In a recent study conducted by Heifets, surgeons administered ketamine or a saline placebo to patients who were undergoing surgical anesthesia. Unlike patients in many psychedelic studies, these were truly blinded: They were unconscious, so those who got ketamine didn’t have a ketamine trip. It turned out that about half of both groups, ketamine and placebo, felt less depressed afterward. And those who felt less depressed assumed they had gotten ketamine.
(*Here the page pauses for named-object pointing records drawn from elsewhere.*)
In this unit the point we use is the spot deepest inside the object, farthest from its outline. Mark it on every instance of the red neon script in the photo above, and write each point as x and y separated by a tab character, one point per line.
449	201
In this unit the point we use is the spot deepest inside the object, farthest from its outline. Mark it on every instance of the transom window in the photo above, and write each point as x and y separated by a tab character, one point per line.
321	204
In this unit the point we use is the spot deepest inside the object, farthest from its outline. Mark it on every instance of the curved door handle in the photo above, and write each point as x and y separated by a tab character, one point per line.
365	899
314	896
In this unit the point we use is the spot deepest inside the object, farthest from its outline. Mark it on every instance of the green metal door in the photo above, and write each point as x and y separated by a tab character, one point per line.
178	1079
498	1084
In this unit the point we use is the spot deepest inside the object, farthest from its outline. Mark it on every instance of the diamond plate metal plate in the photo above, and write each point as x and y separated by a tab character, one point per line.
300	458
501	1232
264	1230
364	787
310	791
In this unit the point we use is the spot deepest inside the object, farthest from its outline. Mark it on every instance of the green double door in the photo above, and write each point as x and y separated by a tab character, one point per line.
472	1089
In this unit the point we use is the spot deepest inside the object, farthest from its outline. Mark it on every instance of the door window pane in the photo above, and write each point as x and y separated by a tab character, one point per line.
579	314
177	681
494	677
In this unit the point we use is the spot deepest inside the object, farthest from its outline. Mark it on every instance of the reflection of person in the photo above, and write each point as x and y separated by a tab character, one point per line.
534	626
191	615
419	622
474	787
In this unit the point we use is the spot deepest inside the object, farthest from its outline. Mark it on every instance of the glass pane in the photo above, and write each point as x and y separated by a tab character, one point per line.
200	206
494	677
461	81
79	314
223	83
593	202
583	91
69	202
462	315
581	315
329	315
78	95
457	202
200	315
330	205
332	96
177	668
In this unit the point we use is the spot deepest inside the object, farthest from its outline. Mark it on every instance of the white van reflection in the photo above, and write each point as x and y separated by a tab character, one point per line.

In other words, ketamine did work, a little. But so did the placebo. Heifets attributes this effect to the extensive care and attention that all the study participants received before the procedure. The researchers told them that their mental health is important, and listened to them talk about their problems—in some cases, for hours. They told them that ketamine might make them feel better. To Heifets, this shows that rather than jumping to ketamine, doctors would do well to connect depressed people with caring, attentive therapists as a first step. (But “good luck finding one,” he acknowledged.)

These scientific shortcomings don’t seem to be dampening the enthusiasm about psychedelics. Hundreds of ketamine clinics across the country purport to treat conditions as varied as anxiety and chronic pain, and online services will send ketamine to people’s homes. An initiative to legalize psychedelics will be on the ballot in Massachusetts in November. Veterans’ groups and others are clamoring for the legalization of psychedelic therapies. This is understandable, because these drugs do show promise, especially for treating depression, PTSD, and certain types of addiction. The alternatives—bouncing between SSRIs or scrambling to find an in-network therapist—are bleak, and they fail plenty of desperate people. No new PTSD treatments have been approved in two decades. Some people truly have been cured of their ailments with short, monitored courses of psychedelics.

But the intense interest in psychedelics makes it only more important that the science behind them is as rigorous as possible, untainted by the personal views of researchers. Suggesting that people should get off proven medications in order to try MDMA or psilocybin is dangerous unless those drugs are backed by airtight evidence. And when dealing with psychologically vulnerable people, researchers would do well to align expectations with the reality of what psychedelics can actually accomplish.